アニメ第五期(レボリューション)でスレイヤーズ熱が再燃し、
一本SSを書いたのですが、自サイトが別ジャンルのため
こちらに投稿したく思いました。

原作からン何年後の設定で、CPはガウリナです(読みようによってはゼロリナかも)。
けど、ガウリイは全く出ません。
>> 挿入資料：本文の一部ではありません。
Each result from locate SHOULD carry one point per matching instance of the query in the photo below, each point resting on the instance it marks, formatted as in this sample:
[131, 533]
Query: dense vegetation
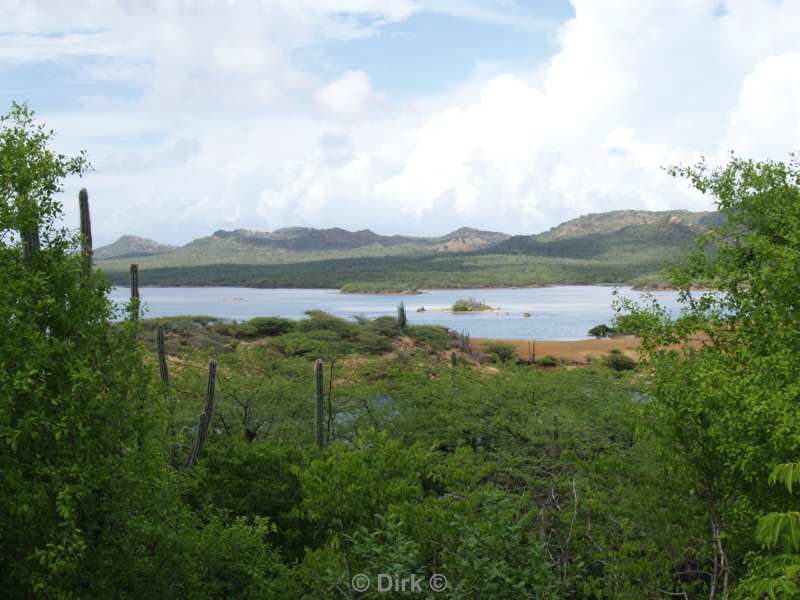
[399, 273]
[470, 305]
[614, 247]
[512, 480]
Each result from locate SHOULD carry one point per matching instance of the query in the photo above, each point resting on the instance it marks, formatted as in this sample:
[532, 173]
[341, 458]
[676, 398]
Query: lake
[557, 313]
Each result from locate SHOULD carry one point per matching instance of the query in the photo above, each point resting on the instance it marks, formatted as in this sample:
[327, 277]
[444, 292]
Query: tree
[727, 397]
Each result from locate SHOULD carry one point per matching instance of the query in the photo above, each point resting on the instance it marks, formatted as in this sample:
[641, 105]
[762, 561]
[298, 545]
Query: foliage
[435, 337]
[88, 508]
[618, 361]
[725, 372]
[501, 351]
[601, 330]
[469, 305]
[263, 326]
[548, 361]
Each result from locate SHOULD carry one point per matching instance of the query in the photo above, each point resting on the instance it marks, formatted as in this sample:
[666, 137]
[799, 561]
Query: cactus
[134, 283]
[401, 315]
[320, 398]
[205, 418]
[86, 231]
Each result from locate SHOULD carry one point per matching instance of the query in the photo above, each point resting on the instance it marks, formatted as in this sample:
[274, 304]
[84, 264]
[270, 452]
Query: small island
[470, 305]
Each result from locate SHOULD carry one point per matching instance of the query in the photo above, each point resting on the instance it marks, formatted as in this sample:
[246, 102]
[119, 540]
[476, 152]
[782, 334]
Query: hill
[616, 220]
[297, 244]
[129, 246]
[613, 247]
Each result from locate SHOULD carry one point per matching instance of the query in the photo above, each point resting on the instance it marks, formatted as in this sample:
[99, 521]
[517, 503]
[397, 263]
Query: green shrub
[373, 343]
[500, 351]
[619, 362]
[312, 344]
[469, 305]
[385, 326]
[601, 330]
[265, 326]
[436, 337]
[319, 320]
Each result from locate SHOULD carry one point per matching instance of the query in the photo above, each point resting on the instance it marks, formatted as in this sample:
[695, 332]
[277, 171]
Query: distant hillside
[618, 219]
[613, 247]
[129, 246]
[664, 239]
[300, 244]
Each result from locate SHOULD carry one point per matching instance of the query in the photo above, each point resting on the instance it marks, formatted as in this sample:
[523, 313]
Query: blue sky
[402, 116]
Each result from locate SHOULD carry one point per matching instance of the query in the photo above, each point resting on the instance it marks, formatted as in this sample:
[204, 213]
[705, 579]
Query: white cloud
[349, 97]
[232, 129]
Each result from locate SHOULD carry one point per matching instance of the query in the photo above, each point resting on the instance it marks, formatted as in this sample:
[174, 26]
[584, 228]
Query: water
[557, 313]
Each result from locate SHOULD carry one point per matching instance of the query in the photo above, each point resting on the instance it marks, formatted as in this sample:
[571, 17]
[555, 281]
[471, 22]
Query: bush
[548, 361]
[312, 344]
[386, 326]
[373, 343]
[265, 326]
[619, 362]
[436, 337]
[601, 330]
[500, 351]
[469, 305]
[320, 320]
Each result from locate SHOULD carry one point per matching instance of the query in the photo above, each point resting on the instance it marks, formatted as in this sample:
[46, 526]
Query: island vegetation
[196, 458]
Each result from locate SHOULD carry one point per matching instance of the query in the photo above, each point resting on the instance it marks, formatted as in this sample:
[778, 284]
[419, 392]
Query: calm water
[557, 313]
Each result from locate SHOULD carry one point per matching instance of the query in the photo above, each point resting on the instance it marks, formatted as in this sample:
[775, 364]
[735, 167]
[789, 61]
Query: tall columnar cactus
[318, 415]
[162, 367]
[401, 315]
[134, 283]
[205, 418]
[162, 355]
[86, 231]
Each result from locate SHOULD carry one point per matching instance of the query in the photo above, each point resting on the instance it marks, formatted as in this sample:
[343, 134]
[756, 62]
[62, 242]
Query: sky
[401, 116]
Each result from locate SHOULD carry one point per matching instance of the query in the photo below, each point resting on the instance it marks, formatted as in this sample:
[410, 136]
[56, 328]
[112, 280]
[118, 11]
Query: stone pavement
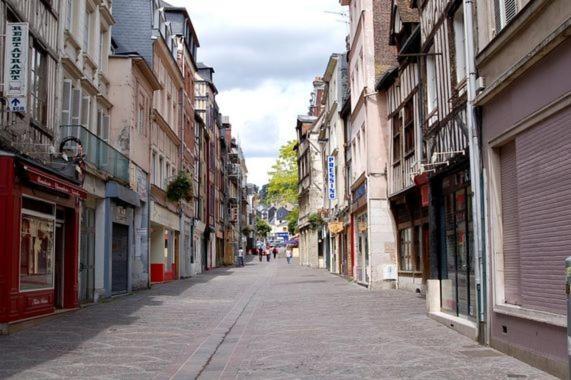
[264, 321]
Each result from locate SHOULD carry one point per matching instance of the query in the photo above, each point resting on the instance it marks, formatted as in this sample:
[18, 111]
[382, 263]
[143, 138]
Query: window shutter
[105, 127]
[66, 103]
[75, 106]
[510, 223]
[510, 10]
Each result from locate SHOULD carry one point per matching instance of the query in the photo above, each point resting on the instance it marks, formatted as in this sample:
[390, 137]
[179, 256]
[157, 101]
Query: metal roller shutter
[544, 195]
[510, 223]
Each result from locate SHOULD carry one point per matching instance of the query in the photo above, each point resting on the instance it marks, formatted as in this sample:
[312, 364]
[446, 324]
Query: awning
[114, 190]
[52, 183]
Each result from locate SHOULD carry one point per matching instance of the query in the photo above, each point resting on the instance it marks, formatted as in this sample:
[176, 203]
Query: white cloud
[265, 53]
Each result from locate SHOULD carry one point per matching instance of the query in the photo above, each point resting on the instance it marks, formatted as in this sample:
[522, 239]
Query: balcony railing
[99, 153]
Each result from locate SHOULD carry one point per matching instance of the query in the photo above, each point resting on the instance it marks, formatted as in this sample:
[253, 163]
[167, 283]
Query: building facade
[524, 49]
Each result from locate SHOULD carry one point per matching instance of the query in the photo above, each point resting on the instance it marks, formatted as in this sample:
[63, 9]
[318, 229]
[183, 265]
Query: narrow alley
[266, 320]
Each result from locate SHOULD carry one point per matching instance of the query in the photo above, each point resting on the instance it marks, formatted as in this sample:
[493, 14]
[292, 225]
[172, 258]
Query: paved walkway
[264, 321]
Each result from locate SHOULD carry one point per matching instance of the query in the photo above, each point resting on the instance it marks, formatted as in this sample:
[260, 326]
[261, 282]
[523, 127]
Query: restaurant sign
[332, 190]
[16, 66]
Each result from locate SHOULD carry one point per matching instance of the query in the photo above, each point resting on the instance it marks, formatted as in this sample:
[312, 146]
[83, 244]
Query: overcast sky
[266, 54]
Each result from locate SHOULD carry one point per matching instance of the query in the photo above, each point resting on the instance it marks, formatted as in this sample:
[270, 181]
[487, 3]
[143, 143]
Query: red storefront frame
[21, 179]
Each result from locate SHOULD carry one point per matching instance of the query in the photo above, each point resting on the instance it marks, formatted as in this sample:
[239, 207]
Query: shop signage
[331, 177]
[16, 66]
[336, 227]
[360, 192]
[52, 184]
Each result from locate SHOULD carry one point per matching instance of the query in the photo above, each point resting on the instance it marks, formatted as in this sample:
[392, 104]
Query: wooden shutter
[510, 224]
[66, 103]
[76, 107]
[544, 192]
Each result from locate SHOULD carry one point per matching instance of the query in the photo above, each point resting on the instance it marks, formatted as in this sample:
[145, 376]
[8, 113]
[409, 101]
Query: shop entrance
[59, 267]
[457, 261]
[87, 256]
[120, 258]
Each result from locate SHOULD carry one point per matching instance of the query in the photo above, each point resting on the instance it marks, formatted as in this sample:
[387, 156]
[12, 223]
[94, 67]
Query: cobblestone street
[267, 320]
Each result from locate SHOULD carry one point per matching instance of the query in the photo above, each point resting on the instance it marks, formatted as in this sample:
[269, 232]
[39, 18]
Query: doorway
[59, 269]
[120, 259]
[87, 256]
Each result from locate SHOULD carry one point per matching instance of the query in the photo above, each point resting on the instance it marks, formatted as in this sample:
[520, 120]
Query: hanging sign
[332, 191]
[16, 66]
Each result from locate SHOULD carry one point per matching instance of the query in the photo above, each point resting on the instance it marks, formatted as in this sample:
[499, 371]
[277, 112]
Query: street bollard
[568, 291]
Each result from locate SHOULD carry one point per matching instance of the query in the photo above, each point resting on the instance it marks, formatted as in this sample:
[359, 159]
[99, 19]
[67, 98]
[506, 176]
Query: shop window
[37, 245]
[38, 83]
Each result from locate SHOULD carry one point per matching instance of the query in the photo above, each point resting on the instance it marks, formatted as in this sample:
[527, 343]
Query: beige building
[310, 189]
[133, 84]
[372, 224]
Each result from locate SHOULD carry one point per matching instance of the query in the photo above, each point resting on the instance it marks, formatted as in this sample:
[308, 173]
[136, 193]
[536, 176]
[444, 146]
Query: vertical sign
[331, 177]
[16, 66]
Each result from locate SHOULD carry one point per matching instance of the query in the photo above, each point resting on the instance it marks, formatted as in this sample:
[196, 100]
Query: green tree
[292, 220]
[283, 185]
[263, 229]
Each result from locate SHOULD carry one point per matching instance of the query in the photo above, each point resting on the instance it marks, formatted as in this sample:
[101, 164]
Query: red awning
[53, 183]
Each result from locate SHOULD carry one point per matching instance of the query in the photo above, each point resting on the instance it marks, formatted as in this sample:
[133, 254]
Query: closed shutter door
[544, 190]
[510, 224]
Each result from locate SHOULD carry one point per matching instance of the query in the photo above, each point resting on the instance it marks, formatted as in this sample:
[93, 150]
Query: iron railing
[98, 152]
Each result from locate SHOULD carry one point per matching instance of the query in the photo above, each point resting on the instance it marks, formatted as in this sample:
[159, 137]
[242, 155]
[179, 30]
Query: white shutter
[85, 111]
[509, 11]
[105, 127]
[75, 106]
[66, 103]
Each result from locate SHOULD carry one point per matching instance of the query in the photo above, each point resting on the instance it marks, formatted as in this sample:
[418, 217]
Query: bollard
[568, 291]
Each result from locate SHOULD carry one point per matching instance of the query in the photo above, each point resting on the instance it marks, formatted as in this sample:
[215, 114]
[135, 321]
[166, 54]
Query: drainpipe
[475, 169]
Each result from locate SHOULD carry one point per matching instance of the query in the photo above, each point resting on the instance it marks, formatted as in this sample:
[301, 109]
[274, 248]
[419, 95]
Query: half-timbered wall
[444, 127]
[20, 131]
[403, 164]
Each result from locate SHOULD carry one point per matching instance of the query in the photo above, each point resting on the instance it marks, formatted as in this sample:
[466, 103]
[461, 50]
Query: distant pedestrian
[240, 257]
[288, 256]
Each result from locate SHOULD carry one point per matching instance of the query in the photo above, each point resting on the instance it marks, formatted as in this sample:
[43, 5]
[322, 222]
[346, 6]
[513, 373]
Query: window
[37, 245]
[141, 118]
[68, 14]
[408, 129]
[431, 81]
[38, 90]
[103, 124]
[161, 172]
[86, 112]
[66, 102]
[154, 163]
[507, 10]
[460, 44]
[397, 145]
[86, 30]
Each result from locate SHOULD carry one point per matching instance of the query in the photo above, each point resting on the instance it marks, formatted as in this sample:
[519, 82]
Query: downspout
[475, 169]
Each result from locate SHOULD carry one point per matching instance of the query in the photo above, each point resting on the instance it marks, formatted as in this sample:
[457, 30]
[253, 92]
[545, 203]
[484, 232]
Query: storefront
[412, 237]
[457, 278]
[39, 249]
[165, 227]
[360, 234]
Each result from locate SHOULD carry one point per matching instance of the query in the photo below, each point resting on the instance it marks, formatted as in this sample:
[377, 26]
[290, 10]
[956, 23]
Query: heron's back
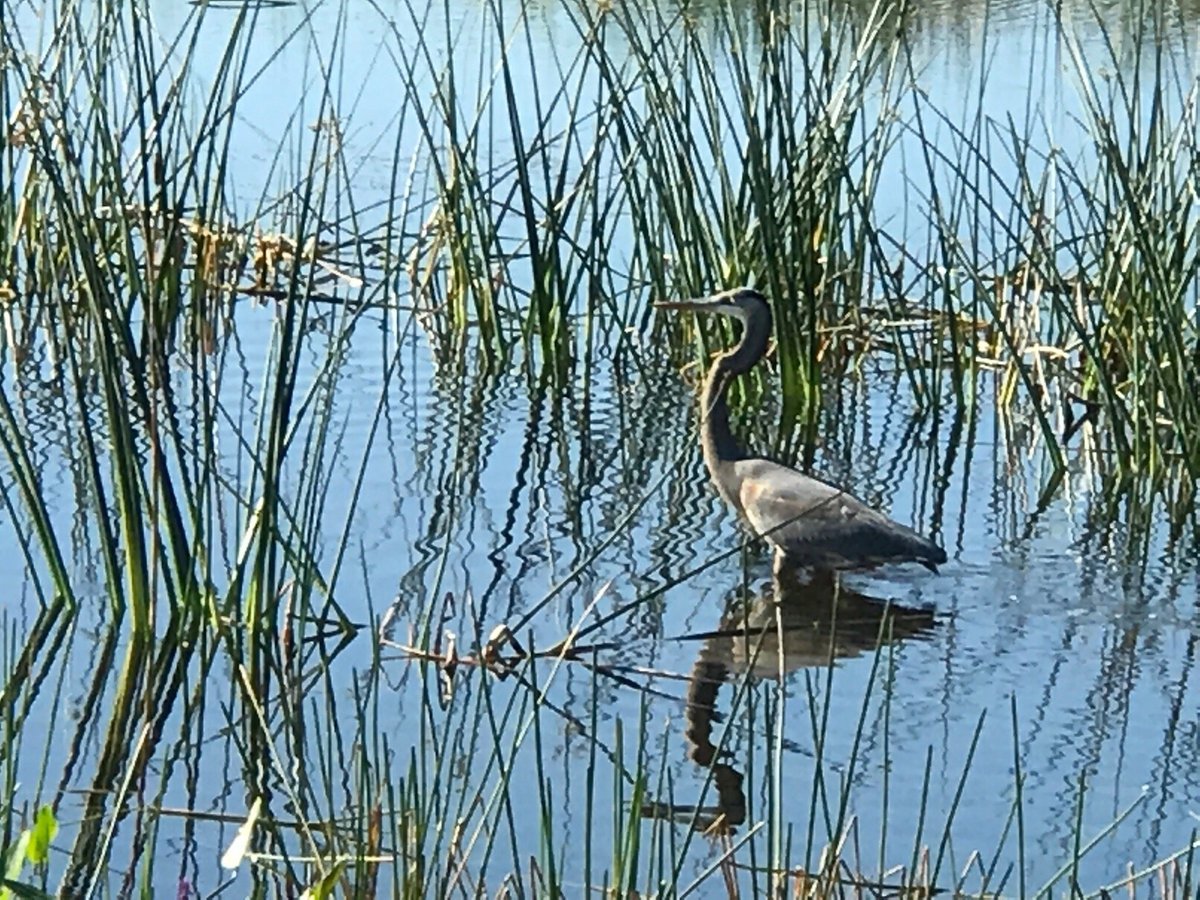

出るのはゼロスを筆頭にした魔族たちです。

ふと思いついたネタを形にしたら、甘さもギャグもない、
捏造オンリーのうじうじした話になりました。

暗い話を書きたかったわけではないんですが……大分暗い話だと思います。

あと、残酷な場面はありませんが、所謂『死にネタ』です。
苦手な方はご注意ください。

以下****内が本文です。



***************************************************

『永遠と思い出』

 平穏で満たされた日々の中、その声が聞こえたのは一度きり。
 彼が、中年もしくは壮年と呼ばれる、老年には届かない年齢で唐突に亡くなったときのことだ。
 娘と息子、それに姉の力を借りて行われた葬儀は恙無く騒々しく、けれど――それは葬儀というものは必ずそう言うものなのかもしれないけれど――紛れもない寂しさとともに、終了した。昔旅をしたお姫様からは黙祷の手紙が届き、同じく旅をした青年は彼が荼毘に伏せられた次の日に直接私のもとを訪れた。かつて合成獣だった青年は、旅の目的を果たし普通の人間になっていた。
「旦那に、この姿で会えなくて残念だ」
 彼はそう言って寂しそうに笑った。その通りだな、と私は思った。

 ゆっくりと思い出す。
 当時は、全てがあっという間に終わった気がしていた。

 他人前で泣くというのが出来ない少女だった私は、そのまま女になり、母になった。葬儀の日も、他人前では泣くことが出来ず、子供たちが気を利かせて私を一人にしてくれた。全てが終わって、一人で黙祷するとき、手を合わせながら私は泣いた。泣きながら、明日から何を供えようか考えた。
 その時、声が初めて聞こえたのだった。

 私はその声を、気のせいと思いこむことで黙殺した。煩わしいとも思った。確かに私は大切な一人を失ったが、当時も今も、大切な一人は一人だけではなかった。たった一人のために、他の大切な一人を犠牲にする気は私にはなかった。人の心に出来た一瞬の隙。それを突いて囁いてきたのだから、これは本当に意地が悪いと思う。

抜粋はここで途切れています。